Sans aller aussi loin que son nouvel envoyé spécial auprès de l'Union européenne, Justin Trudeau a laissé entendre mercredi qu'il espérait l'élection d'Emmanuel Macron comme président de la France.
Le premier ministre, qui avait ignoré une question sur l'élection française avant le premier tour de la présidentielle, a cette fois affirmé à mots couverts qu'il ne souhaitait pas voir Marine Le Pen s'emparer des clés de l'Élysée.
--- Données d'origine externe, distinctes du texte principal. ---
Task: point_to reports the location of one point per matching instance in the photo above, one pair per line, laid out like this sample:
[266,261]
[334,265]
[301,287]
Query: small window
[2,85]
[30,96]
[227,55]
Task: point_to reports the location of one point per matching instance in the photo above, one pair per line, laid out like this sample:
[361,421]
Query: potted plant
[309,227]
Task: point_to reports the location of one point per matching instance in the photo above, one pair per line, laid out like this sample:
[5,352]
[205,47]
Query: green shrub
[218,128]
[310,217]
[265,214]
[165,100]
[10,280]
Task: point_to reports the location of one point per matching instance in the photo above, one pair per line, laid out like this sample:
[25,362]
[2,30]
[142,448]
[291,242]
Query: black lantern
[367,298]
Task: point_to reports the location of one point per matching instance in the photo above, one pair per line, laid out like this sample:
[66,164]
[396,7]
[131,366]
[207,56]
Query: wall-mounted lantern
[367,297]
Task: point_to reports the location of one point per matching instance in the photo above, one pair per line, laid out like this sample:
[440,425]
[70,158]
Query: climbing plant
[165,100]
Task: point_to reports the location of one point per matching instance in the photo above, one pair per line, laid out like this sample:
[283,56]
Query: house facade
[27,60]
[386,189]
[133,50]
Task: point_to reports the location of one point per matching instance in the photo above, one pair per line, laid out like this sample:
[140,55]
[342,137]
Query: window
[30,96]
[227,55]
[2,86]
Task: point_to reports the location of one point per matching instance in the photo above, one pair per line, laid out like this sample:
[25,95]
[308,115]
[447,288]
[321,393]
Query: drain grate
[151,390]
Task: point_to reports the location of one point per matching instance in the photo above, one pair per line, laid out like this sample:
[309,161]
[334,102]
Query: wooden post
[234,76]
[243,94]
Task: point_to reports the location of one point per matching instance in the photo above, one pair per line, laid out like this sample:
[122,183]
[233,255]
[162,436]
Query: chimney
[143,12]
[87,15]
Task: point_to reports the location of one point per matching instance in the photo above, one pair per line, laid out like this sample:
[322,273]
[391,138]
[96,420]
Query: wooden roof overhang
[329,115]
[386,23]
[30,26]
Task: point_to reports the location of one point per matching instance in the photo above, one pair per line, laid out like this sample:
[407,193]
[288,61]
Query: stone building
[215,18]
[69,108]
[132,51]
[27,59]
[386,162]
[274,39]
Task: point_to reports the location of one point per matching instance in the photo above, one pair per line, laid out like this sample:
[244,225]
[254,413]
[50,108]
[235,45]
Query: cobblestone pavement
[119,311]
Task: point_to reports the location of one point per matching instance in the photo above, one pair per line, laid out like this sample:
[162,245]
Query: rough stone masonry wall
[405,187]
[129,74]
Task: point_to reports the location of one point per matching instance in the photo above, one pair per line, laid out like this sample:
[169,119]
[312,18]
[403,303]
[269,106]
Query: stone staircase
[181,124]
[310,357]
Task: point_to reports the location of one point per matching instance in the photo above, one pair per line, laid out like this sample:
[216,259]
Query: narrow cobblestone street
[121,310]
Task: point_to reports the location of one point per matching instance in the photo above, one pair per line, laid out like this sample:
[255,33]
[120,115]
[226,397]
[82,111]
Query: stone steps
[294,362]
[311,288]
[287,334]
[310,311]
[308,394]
«C'est sûr que moi, je cherche toujours des politiques qui rassemblent les gens, c'est ce sur quoi j'ai fait campagne il y a un an et demi», a-t-il lâché lorsqu'on lui a demandé s'il espérait une défaite de la candidate d'extrême droite du Front national.
«Je cherche toujours des gens qui peuvent rassembler plutôt que diviser», a complété M. Trudeau lors d'une brève mêlée de presse avant la réunion hebdomadaire du caucus libéral.
Autres signaux
Les propos du premier ministre ne sont pas aussi tranchés que ceux tenus la veille par le nouvel ambassadeur du Canada en Allemagne et envoyé spécial auprès de l'UE et en Europe, Stéphane Dion.
«Nous préférons voir à la tête d'un pays-clé comme la France en Europe un président qui croit, comme nous, que l'intégration européenne est un atout pour le monde», a indiqué mardi l'ancien ministre des Affaires étrangères.
Il envoyait ainsi clairement le message qu'il penchait en faveur d'Emmanuel Macron, cet ancien ministre de l'Économie qui défend l'Union européenne tout en reconnaissant que les autorités européennes devaient procéder à certaines réformes.
C'est aussi le signal qu'a envoyé mercredi le chef du Nouveau Parti démocratique, Thomas Mulcair. «Les affres et les dangers que représente Mme Le Pen sont bien documentés», a-t-il indiqué dans le foyer de la Chambre des communes.
Le leader néo-démocrate, qui détient la double citoyenneté française et canadienne, n'est toutefois pas allé jusqu'à dévoiler à côté de quel nom il allait faire une croix au deuxième tour. «Le vote est secret, mais je vous laisse deviner», a-t-il dit aux journalistes.
Emmanuel Macron et Marine Le Pen croiseront le fer mercredi dans le cadre d'un débat qui sera sans doute très suivi dans l'Hexagone et ailleurs dans le monde.
Les Français iront aux urnes dimanche pour décider qui sera le nouvel hôte de l'Élysée pour les cinq prochaines années.
Les sondages donnent le candidat Macron vainqueur de la présidentielle, mais une tendance au rétrécissement de l'écart entre les deux candidats s'est dessinée dans certains sondages au cours des derniers jours.